In this Manuscript the authors show that multiple properties of MTs are required for efficient band formation of MTs in protoxylem cells. They simulate effects of different co-alignment angles with an underlying ROP pattern, ranges of persistent length and flexibility in MT elongation angles, and different types of nucleation patterns.

The manuscript is well written, the methods are explained in detail and the results are illustrated nicely. The theoretical model provided by the authors can provide a good resource to test different parameters and properties of MT and ROP regulating proteins in protoxylem cells. However, I a few major and minor points that the authors should address before publication.

Major:

1: Persistent length of MTs: The authors mention that in plants no proper measurements of MT persistence length were performed. To strengthen the outcome of the proposed model, it would be great to measure the actual persistence length of MTs in protophloem cells, especially before band formation.
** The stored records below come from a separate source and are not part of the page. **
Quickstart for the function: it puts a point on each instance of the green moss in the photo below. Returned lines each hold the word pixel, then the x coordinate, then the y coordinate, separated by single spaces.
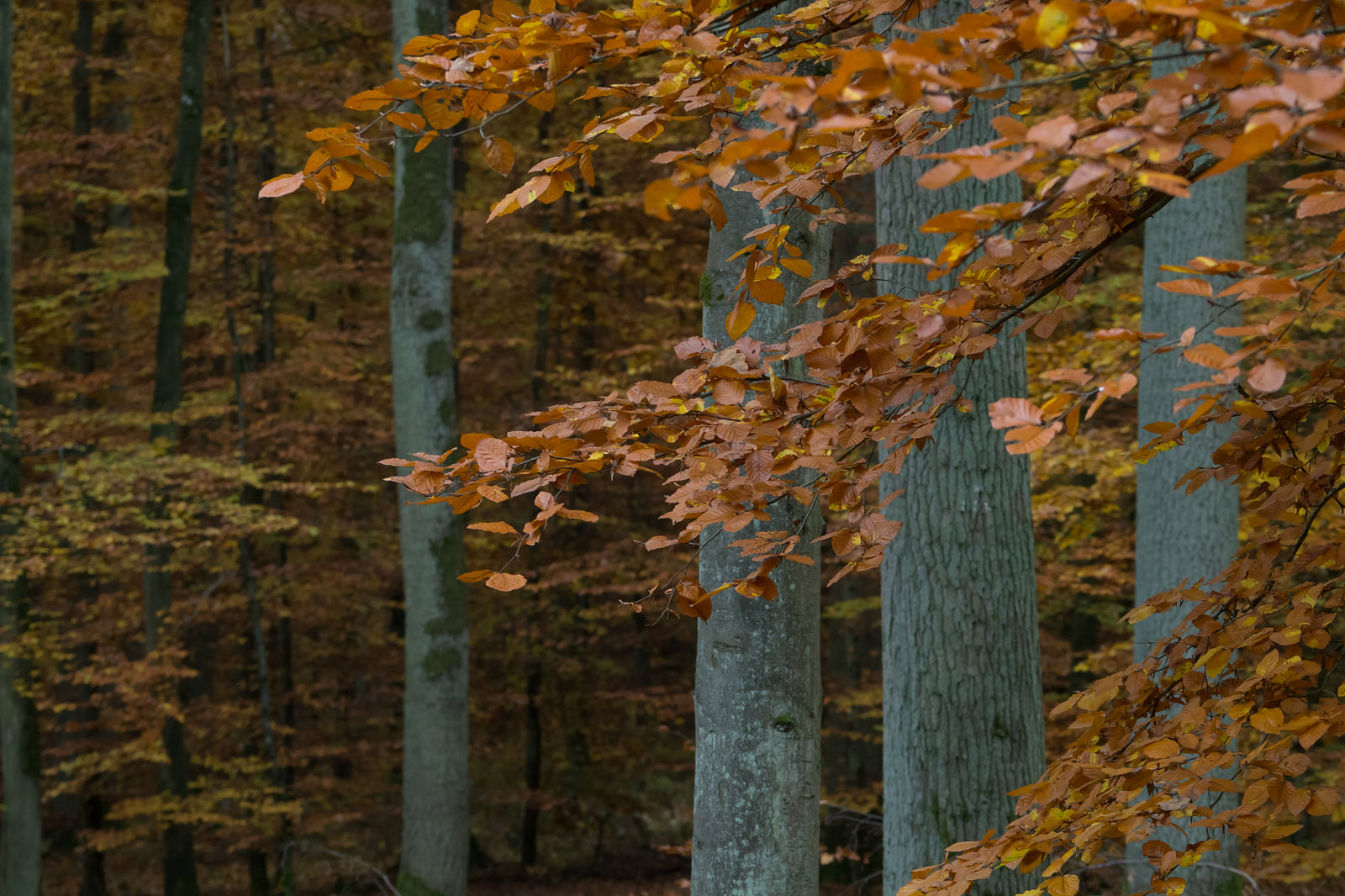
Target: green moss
pixel 424 212
pixel 439 358
pixel 708 296
pixel 414 885
pixel 432 319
This would show if the model is based on realistic values or if other parameters need to be considered.

2: The authors should include lateral MT displacement effects in their model, or at least discuss the potential effects of such displacement on band formation and MT clustering. The displacement range of 50-100 nm as shown by Liu et al (https://doi.org/10.1016/j.devcel.2016.06.032) is small but could be another crucial factor in combination with MT flexibility.

3: At multiple points of the manuscript, the authors mention the underlying potential ROP pattern that is required for band formation. The authors should show this pattern that is predetermined in the initiation phase.

4: The most crucial point in this manuscript, especially considering the publication of ROP pattern formation by this group (https://doi.org/10.1016/j.jtbi.2020.110351), is that the initiation phase is not addressed in more detail. The authors assume an underlying ROP pattern that MTs align to. However, in the mentioned previous publication it is shown that the establishment of this ROP pattern required MTs as diffusion barriers which requires an already existing stronger density of MTs in a band patter. This is a classical chicken-egg problem, for which we lack experimental evidence. This should be phrased more clearly.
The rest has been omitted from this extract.